Edgar Lee Masters’“Mrs. Meyers” from Spoon River Anthology is an American curtal sonnet. The curtal sonnet features 11 lines with the traditional rime scheme of abcabc dcbdc or abcabc dbcdc. The final line is often a half line, for example, Father Gerard Manley Hopkins “Pied Beauty.” Father Hopkins is credited with this form’s invention.
However, Masters’ curtal departs from the traditional form as it dispenses with the rime scheme and is sectioned into two quatrains and one tercet; thus, it is an innovative or American sonnet.
First Movement: “He protested all his life long”
The first movement of “Mrs. Meyers” is a quatrain stanza and has Mrs. Meyer speaking directly about her husband. Without identifying him by name, she simply begins, “He protested all his life long.” And the reader will remember that he did, indeed; his little drama’s raison d’être is to expound on the grounds for his complaint.
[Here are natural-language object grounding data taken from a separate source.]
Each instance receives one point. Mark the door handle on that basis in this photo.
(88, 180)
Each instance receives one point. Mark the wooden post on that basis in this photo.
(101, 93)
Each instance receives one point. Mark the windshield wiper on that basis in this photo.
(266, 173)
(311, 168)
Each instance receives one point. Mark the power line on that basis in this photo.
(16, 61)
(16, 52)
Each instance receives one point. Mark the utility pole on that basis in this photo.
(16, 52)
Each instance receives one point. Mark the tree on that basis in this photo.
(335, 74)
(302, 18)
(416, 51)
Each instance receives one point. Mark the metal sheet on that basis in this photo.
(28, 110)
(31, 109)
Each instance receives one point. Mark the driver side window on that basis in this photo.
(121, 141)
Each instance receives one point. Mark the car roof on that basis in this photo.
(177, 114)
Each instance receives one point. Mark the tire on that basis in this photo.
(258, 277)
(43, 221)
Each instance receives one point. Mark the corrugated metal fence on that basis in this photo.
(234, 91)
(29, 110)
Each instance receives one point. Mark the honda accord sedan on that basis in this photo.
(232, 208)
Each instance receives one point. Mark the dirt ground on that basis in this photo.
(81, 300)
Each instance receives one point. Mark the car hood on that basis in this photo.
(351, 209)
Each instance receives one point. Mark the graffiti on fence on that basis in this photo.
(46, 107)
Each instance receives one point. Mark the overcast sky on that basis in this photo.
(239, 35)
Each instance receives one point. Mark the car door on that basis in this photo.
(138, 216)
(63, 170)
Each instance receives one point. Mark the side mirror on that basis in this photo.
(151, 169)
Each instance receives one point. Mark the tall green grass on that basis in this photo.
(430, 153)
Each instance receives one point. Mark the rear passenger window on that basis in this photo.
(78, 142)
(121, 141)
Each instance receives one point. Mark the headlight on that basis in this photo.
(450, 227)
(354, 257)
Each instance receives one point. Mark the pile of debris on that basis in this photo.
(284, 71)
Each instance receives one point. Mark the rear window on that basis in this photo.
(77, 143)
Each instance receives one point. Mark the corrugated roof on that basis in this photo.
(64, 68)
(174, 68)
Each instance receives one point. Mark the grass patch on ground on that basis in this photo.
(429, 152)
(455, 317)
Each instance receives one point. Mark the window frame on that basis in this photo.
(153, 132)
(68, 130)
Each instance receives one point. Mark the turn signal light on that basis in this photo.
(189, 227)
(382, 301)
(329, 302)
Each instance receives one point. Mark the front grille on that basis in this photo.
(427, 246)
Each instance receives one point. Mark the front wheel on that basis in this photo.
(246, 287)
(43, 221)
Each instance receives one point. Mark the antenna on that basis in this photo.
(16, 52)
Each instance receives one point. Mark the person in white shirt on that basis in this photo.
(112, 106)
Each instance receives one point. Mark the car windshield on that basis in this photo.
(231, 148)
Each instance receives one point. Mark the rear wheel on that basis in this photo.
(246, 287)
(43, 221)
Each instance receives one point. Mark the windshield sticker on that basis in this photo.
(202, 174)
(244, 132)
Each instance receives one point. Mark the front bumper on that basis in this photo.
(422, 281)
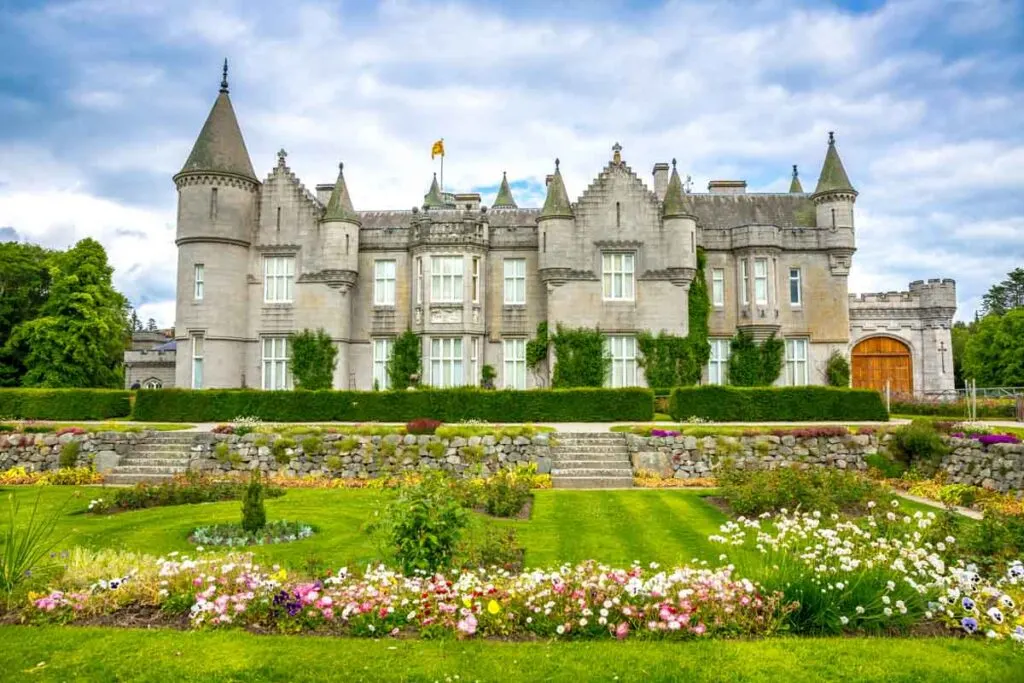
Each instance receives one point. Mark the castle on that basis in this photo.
(258, 260)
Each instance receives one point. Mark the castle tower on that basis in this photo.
(217, 208)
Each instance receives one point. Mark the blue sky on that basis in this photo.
(101, 99)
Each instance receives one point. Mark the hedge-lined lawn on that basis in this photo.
(55, 653)
(619, 526)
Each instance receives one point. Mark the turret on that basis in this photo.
(217, 207)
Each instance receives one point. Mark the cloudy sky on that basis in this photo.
(101, 99)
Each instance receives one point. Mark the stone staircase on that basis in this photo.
(158, 459)
(591, 460)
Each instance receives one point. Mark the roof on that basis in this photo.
(219, 147)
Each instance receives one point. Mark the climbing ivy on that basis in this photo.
(752, 364)
(403, 366)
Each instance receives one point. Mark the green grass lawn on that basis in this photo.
(56, 653)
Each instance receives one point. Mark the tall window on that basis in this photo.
(383, 283)
(761, 282)
(445, 280)
(795, 293)
(718, 287)
(279, 279)
(616, 275)
(718, 364)
(445, 361)
(382, 354)
(624, 360)
(276, 374)
(745, 279)
(197, 361)
(514, 357)
(200, 284)
(796, 361)
(515, 282)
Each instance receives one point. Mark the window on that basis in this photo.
(197, 361)
(476, 280)
(718, 364)
(445, 280)
(515, 282)
(199, 283)
(745, 279)
(445, 361)
(718, 287)
(624, 360)
(795, 294)
(382, 354)
(761, 282)
(383, 283)
(276, 373)
(796, 361)
(279, 279)
(616, 270)
(514, 356)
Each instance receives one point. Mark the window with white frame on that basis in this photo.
(796, 361)
(200, 282)
(718, 287)
(514, 358)
(197, 348)
(445, 361)
(616, 274)
(796, 296)
(624, 360)
(384, 283)
(761, 282)
(515, 282)
(745, 279)
(276, 371)
(445, 280)
(382, 354)
(718, 363)
(279, 279)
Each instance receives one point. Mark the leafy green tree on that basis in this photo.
(313, 359)
(78, 339)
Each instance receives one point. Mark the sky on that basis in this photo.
(100, 101)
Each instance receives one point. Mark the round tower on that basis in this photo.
(217, 206)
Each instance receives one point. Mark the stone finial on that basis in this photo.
(223, 80)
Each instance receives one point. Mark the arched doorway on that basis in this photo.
(883, 358)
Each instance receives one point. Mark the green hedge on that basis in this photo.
(444, 404)
(727, 403)
(65, 403)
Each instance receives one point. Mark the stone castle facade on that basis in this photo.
(261, 259)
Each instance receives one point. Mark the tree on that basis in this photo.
(313, 359)
(1005, 296)
(79, 337)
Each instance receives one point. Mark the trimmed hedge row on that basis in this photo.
(444, 404)
(65, 403)
(727, 403)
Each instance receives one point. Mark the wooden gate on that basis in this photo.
(881, 358)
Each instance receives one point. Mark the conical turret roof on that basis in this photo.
(339, 207)
(504, 198)
(675, 200)
(795, 185)
(557, 202)
(833, 176)
(219, 147)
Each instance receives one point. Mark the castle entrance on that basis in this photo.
(879, 359)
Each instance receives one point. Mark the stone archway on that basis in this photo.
(879, 359)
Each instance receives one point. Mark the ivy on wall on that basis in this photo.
(313, 358)
(755, 365)
(403, 366)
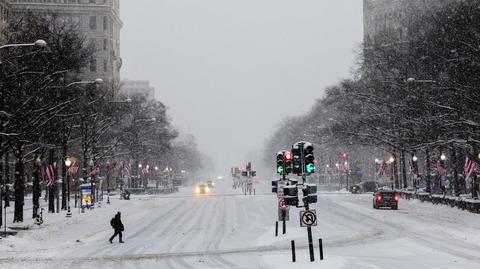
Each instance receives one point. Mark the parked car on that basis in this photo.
(386, 198)
(202, 189)
(364, 186)
(355, 189)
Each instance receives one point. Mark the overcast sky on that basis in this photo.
(231, 70)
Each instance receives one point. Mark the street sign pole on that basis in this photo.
(310, 240)
(304, 180)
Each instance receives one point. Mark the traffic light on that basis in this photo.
(297, 159)
(310, 193)
(280, 163)
(309, 158)
(275, 186)
(287, 157)
(290, 195)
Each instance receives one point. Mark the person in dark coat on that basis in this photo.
(117, 226)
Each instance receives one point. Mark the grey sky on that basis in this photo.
(229, 71)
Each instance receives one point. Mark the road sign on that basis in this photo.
(283, 212)
(281, 203)
(308, 218)
(281, 184)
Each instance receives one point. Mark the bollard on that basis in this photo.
(320, 243)
(293, 251)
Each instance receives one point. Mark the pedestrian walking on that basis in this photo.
(117, 226)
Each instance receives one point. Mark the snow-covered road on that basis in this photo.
(229, 230)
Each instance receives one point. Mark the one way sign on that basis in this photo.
(308, 218)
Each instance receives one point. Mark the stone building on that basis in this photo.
(130, 87)
(98, 20)
(393, 17)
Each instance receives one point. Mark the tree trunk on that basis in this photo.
(19, 184)
(51, 188)
(456, 184)
(427, 178)
(2, 183)
(7, 178)
(64, 175)
(404, 169)
(36, 186)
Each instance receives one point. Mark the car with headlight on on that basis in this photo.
(210, 184)
(202, 189)
(386, 198)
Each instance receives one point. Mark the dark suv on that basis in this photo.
(386, 198)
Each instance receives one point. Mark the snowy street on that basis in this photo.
(229, 230)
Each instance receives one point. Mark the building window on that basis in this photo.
(93, 22)
(93, 43)
(105, 23)
(93, 65)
Mrs. Meyers reports more specifically about her husband’s protest: “the newspapers lied about him villainously.” Of course, neither the doctor nor his wife offer any details regarding those reports. But her husband always contended that he was only trying to help Minerva Jones, the pregnant poetess, by aborting her baby.
Second Movement: “Poor soul so sunk in sin he could not see”
After explaining Doctor Meyers’ position on his situation, Mrs. Meyers reveals her philosophical, religious view of his problem: she believes that he committed a crime by murdering that unborn child, and despite her sorrow and sympathy for him, she knows that those who commit such atrocities must be held accountable for breaking “the law human and divine.”
She calls him a “poor soul,” for he was obviously blind to his grave error. He spent his lifetime trying to justify his complicity in committing a sin that in no way can be justified.
Third Movement: “And then one night, Minerva, the poetess”
Finally, Mrs. Meyers offers a piece of advice to the “passers by” who might be listening to her account. She tells them that if they would live a tranquil and peaceful life, they must “Love God and keep his commandments.”
She calls her advice “an ancient admonition,” which gives its import the weight of truth. She had lived with a man who was basically a good soul but who allowed his good judgment to be averted in order to appease a foolish woman. She has seen the sorrow that results from failing to follow the ancient law of karma, of reaping and sowing.